Musk schlug vor, dass dieser „große solare KI-Satellit“ die von der Erde absorbierte Energie durch Reflexion anpassen könnte; Darüber hinaus behauptete er, dass mit Hilfe einer Mondfabrik die jährliche Stromerzeugung hundert Terawatt erreichen könnte. Die wissenschaftliche Gemeinschaft kritisiert dies jedoch seit langem. Studien haben gezeigt, dass für die Erzielung von Klimaeffekten in erheblichem Ausmaß möglicherweise Tausende von Satelliten erforderlich sind, deren Kosten sich auf Hunderte Milliarden oder sogar Billionen Dollar belaufen.

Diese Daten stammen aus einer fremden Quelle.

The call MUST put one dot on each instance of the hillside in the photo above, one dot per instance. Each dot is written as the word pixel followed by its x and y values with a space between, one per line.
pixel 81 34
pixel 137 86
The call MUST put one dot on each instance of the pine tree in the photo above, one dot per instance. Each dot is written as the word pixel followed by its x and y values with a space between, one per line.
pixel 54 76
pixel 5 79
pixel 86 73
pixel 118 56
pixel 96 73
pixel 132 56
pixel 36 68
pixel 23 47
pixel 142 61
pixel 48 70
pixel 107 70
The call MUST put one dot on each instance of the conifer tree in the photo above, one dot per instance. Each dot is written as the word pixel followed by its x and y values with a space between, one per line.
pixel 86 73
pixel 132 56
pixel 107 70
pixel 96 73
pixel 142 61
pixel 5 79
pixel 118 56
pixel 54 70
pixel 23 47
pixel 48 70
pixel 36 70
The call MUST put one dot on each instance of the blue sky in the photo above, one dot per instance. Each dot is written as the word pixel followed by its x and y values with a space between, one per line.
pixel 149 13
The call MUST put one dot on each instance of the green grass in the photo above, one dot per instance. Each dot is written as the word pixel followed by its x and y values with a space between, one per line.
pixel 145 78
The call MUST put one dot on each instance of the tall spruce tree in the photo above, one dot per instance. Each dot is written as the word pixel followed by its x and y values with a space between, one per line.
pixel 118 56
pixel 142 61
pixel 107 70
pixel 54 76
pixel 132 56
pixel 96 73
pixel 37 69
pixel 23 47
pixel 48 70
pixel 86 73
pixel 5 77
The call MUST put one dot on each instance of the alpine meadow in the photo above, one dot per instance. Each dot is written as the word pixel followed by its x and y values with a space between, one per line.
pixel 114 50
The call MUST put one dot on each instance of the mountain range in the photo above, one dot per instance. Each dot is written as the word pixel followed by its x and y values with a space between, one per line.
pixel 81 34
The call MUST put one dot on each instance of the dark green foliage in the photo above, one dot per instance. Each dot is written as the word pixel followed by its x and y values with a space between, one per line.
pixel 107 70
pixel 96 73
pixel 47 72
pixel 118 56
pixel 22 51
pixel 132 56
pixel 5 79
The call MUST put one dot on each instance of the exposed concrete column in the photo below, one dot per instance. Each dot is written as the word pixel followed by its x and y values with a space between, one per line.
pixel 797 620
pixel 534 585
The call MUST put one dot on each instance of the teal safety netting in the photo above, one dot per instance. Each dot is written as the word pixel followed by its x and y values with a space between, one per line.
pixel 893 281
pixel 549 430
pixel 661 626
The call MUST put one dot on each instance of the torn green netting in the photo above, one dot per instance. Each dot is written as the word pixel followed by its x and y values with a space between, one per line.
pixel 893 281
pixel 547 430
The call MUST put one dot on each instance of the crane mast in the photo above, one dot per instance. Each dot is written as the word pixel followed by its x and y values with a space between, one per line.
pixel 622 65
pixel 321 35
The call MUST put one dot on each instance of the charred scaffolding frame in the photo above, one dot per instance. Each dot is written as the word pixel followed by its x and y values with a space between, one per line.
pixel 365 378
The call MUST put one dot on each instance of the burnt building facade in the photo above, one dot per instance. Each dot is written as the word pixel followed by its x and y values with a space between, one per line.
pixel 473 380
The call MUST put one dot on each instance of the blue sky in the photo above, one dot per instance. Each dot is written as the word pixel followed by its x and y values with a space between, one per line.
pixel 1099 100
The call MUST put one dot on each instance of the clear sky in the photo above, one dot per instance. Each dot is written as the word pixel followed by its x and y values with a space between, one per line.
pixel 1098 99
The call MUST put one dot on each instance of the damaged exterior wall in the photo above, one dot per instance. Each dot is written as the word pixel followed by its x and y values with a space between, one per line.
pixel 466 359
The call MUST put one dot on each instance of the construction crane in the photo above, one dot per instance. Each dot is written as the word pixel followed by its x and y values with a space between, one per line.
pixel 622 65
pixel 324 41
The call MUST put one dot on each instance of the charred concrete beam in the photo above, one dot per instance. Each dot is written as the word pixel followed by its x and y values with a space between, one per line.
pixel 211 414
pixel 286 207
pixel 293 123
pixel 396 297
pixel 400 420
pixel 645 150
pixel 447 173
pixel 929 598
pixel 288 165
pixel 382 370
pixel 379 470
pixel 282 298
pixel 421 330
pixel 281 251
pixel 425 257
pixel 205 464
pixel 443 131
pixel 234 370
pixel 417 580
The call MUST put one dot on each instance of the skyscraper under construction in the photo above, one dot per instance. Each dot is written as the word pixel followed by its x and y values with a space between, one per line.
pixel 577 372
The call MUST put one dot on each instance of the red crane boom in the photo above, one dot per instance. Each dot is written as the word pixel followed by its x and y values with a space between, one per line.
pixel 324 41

Ironischerweise wurde SpaceX kürzlich von der US-Luftwaffe aus Umweltgründen daran gehindert, Raketen abzufeuern, während Musk einen Raumfahrtplan zur „Rettung des Klimas“ vorschlägt.

Musk fördert außerdem Weltraumrechenzentren und Starlink-V3-Satellitencluster mit hohem Durchsatz. Diese Satelliten der nächsten Generation haben einen Durchsatz von bis zu 1 Terabit pro Sekunde und sollen die Kerninfrastruktur solarbetriebener Orbital-Computing-Cluster werden. Kritiker bezweifeln, dass „bewährte Technologien“ wie die Reduzierung von Emissionen, die Verbesserung der Energieeffizienz und die CO2-Abscheidung praktikabler sind als Weltraum-Geoengineering, das oft Billionen kostet und schwer umzusetzen ist.